Code Listing 2.3: Installing and configuring GRUB2

# grub2-install --grub-setup=/bin/true /dev/sda <-------- Das hier haste vergessen, wie Christian99 schon gesagt hat.

Installation finished. No error reported.

# grub2-mkconfig -o /boot/grub/grub.cfg

Generating grub.cfg ...

Found linux image: /boot/kernel-3.2.12-gentoo

Found initrd image: /boot/initramfs-genkernel-x86_64-3.2.12-gentoo

done

dann musst du noch den Eintrag in die menu.lst manuell eingeben.

z.B. mit "nano /boot/grub/menu.lst".

Dort dann:

title GRUB2 Chainload

root (hd0,0)

kernel /boot/grub/i386-pc/core.img

boot

----------

## Christian99

achso, wenn du chainloaden willst den grub2-install part nicht machen, nur den Eintrag in die /boot/grub/menu.lst, aber den musst du selber machen.

----------

## l3u

Ich hab einfach grub2 installiert, aber anstatt dieser gruseligen automatisch generierten Config-Datei meine alte grub.conf „konvertiert“, so wie es unter https://wiki.gentoo.org/wiki/GRUB2_Quick_Start#Manual_Configuration steht. Ging danach „einfach so“ wie vorher.

----------

## Erdie

Mir ist aufgefallen, dass grub2 jetzt via Slot nach dem letzten Sync angeboten wird. Hat das eine besondere Bedeutung? Werde wir in Kürze auf grub2 umsteigen müssen?

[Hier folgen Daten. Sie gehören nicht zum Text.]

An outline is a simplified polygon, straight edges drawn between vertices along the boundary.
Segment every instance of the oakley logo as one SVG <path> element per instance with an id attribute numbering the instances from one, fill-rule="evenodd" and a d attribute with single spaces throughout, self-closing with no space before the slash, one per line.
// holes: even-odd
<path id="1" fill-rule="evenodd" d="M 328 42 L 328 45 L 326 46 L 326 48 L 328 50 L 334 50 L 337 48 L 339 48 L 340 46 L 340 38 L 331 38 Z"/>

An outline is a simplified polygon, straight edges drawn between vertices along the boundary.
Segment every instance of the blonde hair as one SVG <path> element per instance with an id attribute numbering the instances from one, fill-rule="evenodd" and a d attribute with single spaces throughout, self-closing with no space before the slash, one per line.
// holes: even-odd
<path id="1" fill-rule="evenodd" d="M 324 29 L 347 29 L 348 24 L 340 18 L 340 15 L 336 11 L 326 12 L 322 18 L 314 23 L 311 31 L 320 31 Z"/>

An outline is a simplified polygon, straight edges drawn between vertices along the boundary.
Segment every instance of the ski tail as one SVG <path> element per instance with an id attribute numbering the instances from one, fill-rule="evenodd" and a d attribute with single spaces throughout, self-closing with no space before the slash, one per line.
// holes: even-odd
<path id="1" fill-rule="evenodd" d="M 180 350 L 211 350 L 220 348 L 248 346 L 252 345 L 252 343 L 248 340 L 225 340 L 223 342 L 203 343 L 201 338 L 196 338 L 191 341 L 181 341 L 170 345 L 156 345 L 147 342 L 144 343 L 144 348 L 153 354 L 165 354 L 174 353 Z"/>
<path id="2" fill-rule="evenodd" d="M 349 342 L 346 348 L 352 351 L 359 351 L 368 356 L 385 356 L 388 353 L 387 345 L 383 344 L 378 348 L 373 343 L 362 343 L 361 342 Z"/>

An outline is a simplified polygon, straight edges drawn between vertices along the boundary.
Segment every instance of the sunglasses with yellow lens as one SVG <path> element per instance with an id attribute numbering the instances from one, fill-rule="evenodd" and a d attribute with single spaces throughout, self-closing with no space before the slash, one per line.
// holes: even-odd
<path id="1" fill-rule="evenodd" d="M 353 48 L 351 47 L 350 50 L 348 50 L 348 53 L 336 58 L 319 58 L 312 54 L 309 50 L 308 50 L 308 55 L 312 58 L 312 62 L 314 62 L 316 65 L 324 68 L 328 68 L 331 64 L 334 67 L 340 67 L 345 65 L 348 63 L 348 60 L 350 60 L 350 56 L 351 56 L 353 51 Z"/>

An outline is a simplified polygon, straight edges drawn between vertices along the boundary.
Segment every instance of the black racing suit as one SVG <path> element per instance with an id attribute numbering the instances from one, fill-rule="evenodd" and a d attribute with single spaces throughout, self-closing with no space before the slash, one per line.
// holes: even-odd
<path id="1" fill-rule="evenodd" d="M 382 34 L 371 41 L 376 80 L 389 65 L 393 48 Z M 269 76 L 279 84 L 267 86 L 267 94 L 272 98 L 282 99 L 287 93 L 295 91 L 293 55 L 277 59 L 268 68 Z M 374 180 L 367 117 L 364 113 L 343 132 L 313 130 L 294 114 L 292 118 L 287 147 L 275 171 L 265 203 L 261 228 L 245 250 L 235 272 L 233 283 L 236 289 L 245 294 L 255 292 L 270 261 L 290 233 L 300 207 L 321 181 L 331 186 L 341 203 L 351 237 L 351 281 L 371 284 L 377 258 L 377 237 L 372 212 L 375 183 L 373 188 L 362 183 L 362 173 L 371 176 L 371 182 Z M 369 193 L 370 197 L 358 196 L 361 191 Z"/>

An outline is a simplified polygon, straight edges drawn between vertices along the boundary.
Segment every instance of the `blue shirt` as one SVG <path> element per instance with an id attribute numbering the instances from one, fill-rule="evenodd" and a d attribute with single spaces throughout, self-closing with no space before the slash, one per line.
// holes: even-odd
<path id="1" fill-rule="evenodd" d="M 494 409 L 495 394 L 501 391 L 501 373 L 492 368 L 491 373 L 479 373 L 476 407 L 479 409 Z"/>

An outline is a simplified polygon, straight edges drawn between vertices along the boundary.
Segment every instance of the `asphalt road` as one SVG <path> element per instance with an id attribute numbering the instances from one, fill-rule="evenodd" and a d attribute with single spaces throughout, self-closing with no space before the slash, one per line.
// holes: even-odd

Bei mir funzt grub1 einwandfrei und ich sehe keinen Grund auf grub2 umzusteigen.

----------

## py-ro

Erdie steht in den News..  :Wink: 

----------

## ChrisJumper

Ja das hab ich auch schon gesehen und ein wenig Angst. ;D

Muss mir mal nach einen Moment der Winterruhe die Zeit nehmen das Update zu machen. Ich hab da so einen Rechner da bin ich mir gar nicht mehr sicher auf welcher Platte Grub Installiert ist und welches /boot Verzeichnis verwendet wird.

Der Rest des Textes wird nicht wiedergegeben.